News

33% des Belges temporairement inactifs ou sans emploi suite à l’épidémie

27 avril 2020

Les impacts de la crise actuelle sur la vie professionnelle et privée des ménages sont importants. Nous faisons le point sur ces aspects dans notre troisième sondage.

Dans ce troisième volet de notre enquête*, nous avons collecté les réponses de 1000 personnes pour savoir comment vous viviez cette épidémie, comprendre comment elle vous affectait.
Mentionnons d’abord que 13 % des Belges ont rompu le confinement pour se réunir avec des membres de leur famille ou des amis. Ce pourcentage monte à 28 % pour les jeunes de 18 à 21 ans qui  respectent donc moins scrupuleusement les règles que leurs aînés. 30 % des sondés sont également sortis de chez eux pour fournir des soins ou de l’aide à des membres de leur famille ou d’autres personnes.

Vie professionnelle négativement impactée pour 50 % des Belges 

L’horaire de travail est resté inchangé pour 45 % des Belges et a augmenté pour 5 % d’entre eux. Sans surprise, 17 % ont désormais un horaire de travail réduit, 29 % sont temporairement inactifs, un pourcentage qui monte à 54 % pour les moins qualifiés. 
Moins réjouissant encore, 4 % des Belges ont perdu leur travail, et les chiffres, en augmentation, sont encore plus élevés pour les travailleurs indépendants. 9% d'entre eux ont annoncé l'arrêt de leurs activités (résultat qui prend aussi en compte l'impact sur la situation professionnelle du partenaire). Parmi ceux poursuivant leur activité professionnelle, 40% travaillent entièrement à domicile. 
Note davantage positive: 45 % des sondés constatent un meilleur équilibre entre vie privée et vie professionnelle, pour 22 % estimant le contraire.

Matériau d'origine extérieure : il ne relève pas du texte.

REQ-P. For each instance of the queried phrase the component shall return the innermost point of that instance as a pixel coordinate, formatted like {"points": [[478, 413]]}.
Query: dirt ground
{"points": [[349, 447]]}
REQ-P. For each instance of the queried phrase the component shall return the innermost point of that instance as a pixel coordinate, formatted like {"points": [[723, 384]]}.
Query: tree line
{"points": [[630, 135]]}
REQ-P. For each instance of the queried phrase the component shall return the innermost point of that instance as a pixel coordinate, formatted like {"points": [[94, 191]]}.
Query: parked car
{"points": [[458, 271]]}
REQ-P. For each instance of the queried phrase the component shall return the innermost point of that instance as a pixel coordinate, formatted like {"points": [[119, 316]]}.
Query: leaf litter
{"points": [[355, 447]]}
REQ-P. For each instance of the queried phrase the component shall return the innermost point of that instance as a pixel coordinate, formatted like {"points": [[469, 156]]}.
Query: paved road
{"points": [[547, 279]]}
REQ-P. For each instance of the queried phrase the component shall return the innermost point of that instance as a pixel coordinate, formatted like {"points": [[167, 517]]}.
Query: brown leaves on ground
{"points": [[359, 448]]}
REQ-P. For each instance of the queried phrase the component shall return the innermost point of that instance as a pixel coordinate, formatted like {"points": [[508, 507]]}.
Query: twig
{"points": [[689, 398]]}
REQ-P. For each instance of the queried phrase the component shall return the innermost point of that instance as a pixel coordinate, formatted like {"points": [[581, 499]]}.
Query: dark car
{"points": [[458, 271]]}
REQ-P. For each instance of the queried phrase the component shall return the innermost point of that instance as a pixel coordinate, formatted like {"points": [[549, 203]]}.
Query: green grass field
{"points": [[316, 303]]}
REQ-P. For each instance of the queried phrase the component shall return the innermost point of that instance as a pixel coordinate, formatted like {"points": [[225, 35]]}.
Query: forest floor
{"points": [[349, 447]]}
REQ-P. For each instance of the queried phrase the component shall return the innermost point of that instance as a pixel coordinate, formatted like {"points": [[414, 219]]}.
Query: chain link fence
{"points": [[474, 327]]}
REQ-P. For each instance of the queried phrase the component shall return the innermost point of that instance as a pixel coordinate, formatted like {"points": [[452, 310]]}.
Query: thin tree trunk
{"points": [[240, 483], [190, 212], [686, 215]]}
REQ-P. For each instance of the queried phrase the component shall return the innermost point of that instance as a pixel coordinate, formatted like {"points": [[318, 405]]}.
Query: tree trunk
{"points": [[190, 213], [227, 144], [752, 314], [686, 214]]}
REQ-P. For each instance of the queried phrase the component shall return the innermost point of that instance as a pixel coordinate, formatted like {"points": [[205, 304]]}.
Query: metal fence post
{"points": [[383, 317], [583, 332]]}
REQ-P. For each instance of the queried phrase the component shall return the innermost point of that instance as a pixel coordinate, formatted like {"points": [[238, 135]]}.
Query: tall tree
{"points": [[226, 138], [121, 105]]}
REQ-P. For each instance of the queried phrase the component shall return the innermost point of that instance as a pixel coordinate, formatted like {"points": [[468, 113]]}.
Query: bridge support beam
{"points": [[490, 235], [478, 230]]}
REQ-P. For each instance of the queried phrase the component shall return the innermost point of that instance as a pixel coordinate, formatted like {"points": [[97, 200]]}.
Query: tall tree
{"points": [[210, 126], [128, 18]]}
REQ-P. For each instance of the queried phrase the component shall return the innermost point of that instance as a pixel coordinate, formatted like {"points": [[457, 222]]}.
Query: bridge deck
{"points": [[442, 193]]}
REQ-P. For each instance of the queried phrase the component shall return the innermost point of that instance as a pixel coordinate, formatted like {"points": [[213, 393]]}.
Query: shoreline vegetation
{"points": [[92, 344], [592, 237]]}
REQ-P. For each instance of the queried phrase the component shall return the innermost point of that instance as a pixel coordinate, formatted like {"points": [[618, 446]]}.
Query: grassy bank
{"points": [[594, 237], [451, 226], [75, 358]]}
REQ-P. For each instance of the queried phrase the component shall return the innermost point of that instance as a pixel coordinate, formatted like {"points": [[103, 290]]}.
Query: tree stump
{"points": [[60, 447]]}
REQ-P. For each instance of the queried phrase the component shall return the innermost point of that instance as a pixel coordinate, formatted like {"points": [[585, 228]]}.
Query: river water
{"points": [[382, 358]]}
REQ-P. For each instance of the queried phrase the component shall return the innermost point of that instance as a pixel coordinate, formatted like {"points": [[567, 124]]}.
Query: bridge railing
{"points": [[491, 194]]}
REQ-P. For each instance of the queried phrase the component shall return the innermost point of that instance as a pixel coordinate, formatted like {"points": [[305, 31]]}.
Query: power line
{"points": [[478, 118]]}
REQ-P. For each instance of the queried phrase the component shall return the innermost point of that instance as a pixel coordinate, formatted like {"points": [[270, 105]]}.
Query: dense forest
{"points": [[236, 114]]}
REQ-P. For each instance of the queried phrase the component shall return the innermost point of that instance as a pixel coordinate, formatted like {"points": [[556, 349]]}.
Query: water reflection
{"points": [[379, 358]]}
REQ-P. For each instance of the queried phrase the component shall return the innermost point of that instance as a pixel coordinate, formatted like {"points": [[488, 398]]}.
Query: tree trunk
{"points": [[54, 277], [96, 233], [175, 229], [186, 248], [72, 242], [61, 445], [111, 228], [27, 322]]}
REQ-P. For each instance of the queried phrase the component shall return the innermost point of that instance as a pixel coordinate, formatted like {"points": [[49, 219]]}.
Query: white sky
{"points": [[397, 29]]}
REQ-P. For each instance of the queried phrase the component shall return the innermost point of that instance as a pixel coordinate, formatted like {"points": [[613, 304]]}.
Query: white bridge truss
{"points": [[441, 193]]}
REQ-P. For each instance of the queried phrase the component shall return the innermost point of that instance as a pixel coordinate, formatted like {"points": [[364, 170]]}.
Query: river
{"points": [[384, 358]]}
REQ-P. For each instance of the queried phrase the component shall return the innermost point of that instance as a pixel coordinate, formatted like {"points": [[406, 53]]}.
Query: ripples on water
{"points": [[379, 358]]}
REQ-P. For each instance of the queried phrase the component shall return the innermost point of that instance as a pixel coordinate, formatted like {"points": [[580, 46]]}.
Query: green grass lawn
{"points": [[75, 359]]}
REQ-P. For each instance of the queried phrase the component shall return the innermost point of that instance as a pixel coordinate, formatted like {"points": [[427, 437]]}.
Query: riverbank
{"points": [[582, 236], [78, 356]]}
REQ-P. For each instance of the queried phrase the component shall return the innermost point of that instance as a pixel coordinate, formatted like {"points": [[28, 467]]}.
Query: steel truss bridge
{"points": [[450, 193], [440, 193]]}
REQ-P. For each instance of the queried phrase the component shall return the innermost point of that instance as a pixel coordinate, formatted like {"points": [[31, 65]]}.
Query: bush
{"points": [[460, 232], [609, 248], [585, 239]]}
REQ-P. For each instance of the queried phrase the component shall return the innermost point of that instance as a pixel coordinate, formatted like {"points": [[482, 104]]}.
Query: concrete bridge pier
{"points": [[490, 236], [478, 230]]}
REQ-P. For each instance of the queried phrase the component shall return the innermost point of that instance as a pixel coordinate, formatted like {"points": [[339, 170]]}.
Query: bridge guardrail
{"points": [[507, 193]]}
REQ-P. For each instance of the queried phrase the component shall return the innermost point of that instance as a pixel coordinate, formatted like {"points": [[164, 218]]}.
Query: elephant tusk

La famille au cœur de la crise

Si 17% des sondés déclarent que les mesures de confinement ont eu impact négatif sur leurs relations familiales, plus du double (35%) ont vu celles-ci s’améliorer.
Ce pourcentage monte à  47 % pour les couples avec enfants, et à 51 % pour les familles monoparentales. Cela ne veut, bien sûr, pas dire que les conflits n’existent pas. Les plus fréquents concernent le partage du même espace toute la journée (28%), les tâches domestiques (23%) et les réactions face aux mesures de prévention (17 %). 

Santé mise en danger 

Pas toujours évident de prendre soin de soi pendant cette période de confinement: 40 % des sondés font état d’un impact négatif sur leur condition physique, et 49 % sur leur bien-être psychologique. Fait inquiétant, 14 % des répondants qui comptent dans leur ménage une personne souffrant d’un problème de santé important (non lié au coronavirus), déclarent avoir évité de se rendre aux urgences par crainte d’un contamination. Nous insistons  sur l’importance de continuer à se faire soigner, à ne pas reporter des soins nécessaires ou urgents. Les hôpitaux rappellent fréquemment avoir mis toutes les mesures en place pour assurer la sécurité de leurs patients. 

Continuez à prendre soin de vous.

*Cette enquête a été réalisée le 16 et le 17 avril auprès d’un échantillon représentatif de 1 000 Belges âgés entre 18 et 74 ans. Les résultats ont été pondérés par âge, sexe, région et niveau d’éducation.